Using Work Tools for Personal Stuff?
Increasingly, most people have an expectation of seamless connectivity these days. The boundaries between work and personal life blur as employees sign onto Facebook at work and access company systems from home.
But those blurred lines can have security implications for your small or mid-sized business. Do you allow workers to load workplace applications onto personal iPhones? Do you permit the use of social networking sites at work? Is it okay for an employee to use a work-issued smartphone for personal matters?
The chances are your business hasn't adequately addressed these personal tech issues, says Mark D. Rasch, co-founder of Secure IT Experts, which advises businesses about security. "What I'm seeing people do about it is a lot of nothing," Rausch says.
Your first reaction might be to firmly establish distinctions between work and personal use. For instance, some companies ban the use of social networking sites at work and on work devices. But that's not likely to work, say Rasch and Andrew Storms, director of security operations for nCircle, an IT security vendor.
"Today, everyone is highly connected and many workers see very little difference between work and personal time," says Storms. "Companies need to understand this new paradigm and adjust their approach to security accordingly. Fighting to bring clear separation between work and personal space just eats up scarce IT resources and leaves IT as the bully that won't allow people to get their work done."
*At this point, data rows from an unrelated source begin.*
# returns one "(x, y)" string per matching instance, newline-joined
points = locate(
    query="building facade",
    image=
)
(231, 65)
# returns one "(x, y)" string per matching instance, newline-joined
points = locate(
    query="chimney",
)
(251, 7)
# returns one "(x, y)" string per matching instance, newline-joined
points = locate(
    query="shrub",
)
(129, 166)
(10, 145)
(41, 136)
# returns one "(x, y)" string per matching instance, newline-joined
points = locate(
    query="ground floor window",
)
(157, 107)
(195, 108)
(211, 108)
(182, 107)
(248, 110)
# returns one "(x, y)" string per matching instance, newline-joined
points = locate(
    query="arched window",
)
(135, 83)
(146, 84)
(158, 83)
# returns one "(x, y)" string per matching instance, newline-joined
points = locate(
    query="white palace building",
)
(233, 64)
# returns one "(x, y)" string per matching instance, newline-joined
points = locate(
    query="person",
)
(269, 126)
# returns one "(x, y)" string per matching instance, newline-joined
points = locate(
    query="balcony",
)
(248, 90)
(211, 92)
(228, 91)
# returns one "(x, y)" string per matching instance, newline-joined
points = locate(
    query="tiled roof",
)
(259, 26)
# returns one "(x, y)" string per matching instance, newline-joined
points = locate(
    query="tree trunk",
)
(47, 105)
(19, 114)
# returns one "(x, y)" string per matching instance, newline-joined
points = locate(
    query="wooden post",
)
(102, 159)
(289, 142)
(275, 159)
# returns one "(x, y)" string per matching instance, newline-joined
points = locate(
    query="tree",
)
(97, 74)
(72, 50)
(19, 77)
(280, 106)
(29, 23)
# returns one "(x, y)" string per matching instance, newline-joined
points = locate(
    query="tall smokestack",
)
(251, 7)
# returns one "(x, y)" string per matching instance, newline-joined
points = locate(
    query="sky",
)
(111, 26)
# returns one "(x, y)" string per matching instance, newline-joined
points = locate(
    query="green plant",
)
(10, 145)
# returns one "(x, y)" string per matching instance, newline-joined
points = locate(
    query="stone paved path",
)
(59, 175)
Your time is better spent crafting a common-sense approach that acknowledges the nature of communications today, along with your security needs. Rasch and Storms offer a checklist of steps you should take:
- Establish or re-evaluate usage policies.
Many businesses wrote Internet usage policies a decade or so ago and haven't revisited them, says Rasch. These businesses make the mistake of not recognizing the unique nature of social networking, with its casual, conversational tone, the sheer volume of communication involved and the lack of privacy, Rasch points out. "It's not the hardware, it's the people," Rasch says. "The social network is much more dangerous than the computer network."
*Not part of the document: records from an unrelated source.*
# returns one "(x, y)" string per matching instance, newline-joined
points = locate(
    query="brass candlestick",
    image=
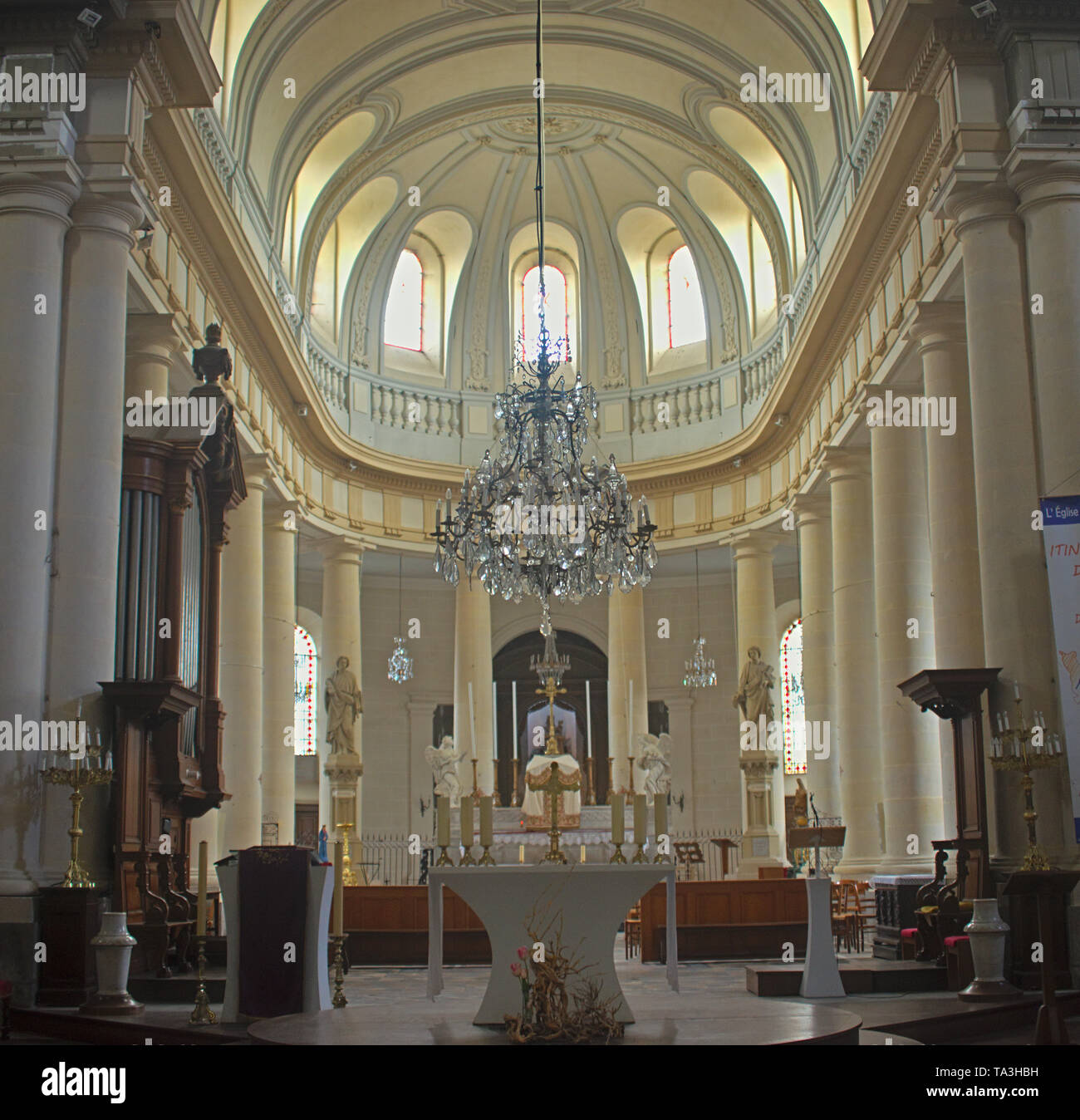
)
(349, 876)
(1015, 744)
(201, 1014)
(79, 779)
(338, 1000)
(555, 788)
- Evaluate how you expect employees to use — or not use — social networking.
After all, there can be a business benefit to your employees' presence on Facebook or Twitter. Spending time on Facebook at work is part of the job description for Chanelle Cotton, an account executive with a Brooklyn, N.Y., strategic marketing firm. Cotton uses her personal Facebook account to promote business. She often invites friends to join the fan page for the marketing firm, and the company uses Facebook to promote upcoming events. But while socializing on Facebook is considered business-friendly, Cotton's employer doesn't allow her to use her cell phone to text or talk to friends while she's at work. "Establish policies but be personable about them," says Storms. "Most companies already have enough legalese to cover them in terms of liability. If you take the stance that your employees want to do the right thing, it behooves you to take the time and speak plain language to them."
- Inventory employees and equipment.
Keep track of the level of access granted to each employee. After all, points out Rasch, a line worker operating a drill press in a manufacturing plant has no reason to access Twitter during a work shift. On the other hand, a sales rep drumming up business for your company can make a legitimate case for open access. In the same way, it's important to track applications or devices you won't allow and to inventory the level of access you permit on office and remote equipment.
- Understand the security implications of your policy.
For instance, says Storms, allowing employees to install proprietary information on their personal devices is a high-risk proposition, while permitting access to social networking sites at work is less risky. However, the nature of the information your employees post could affect business. Salespeople might unwittingly reveal information about calls through Tweeter. Hackers might use personal information gathered through Facebook to pose as an employee and gain access to a system.
- Educate users.
It's not enough simply to establish plain-language guidelines. If you want employee buy-in, explain why certain actions are limited and what the consequences could be. In some cases, businesses limit personal communications because of the lost time involved. You'll make a stronger case, though, if you clearly outline potential security implications. "Most employees don't intend to introduce security risks. They just don't think about security very often," says Storms.
- Involve IT.
It makes good sense to vet policies and practices through the people that keep your systems going. Involving IT in the conversation often helps provide best-case solutions. How can your employee make it to his kid's soccer game yet finish work at home on sensitive material? Having IT personnel engage employees in conversation breaks down barriers and fosters understanding on both sides.
- Give yourself wiggle room.
Create that clear usage policy, explain it, and publicize it. But give yourself leeway, say Rasch and Storms. "You want to write policies in a way that they have flexibility and allow you to evaluate individual circumstances," Rasch says.
Finally, understand that evaluating and updating your usage policy is going to be an ongoing process. "Every significant change in technology creates a whole new set of legal issues," Rasch advises.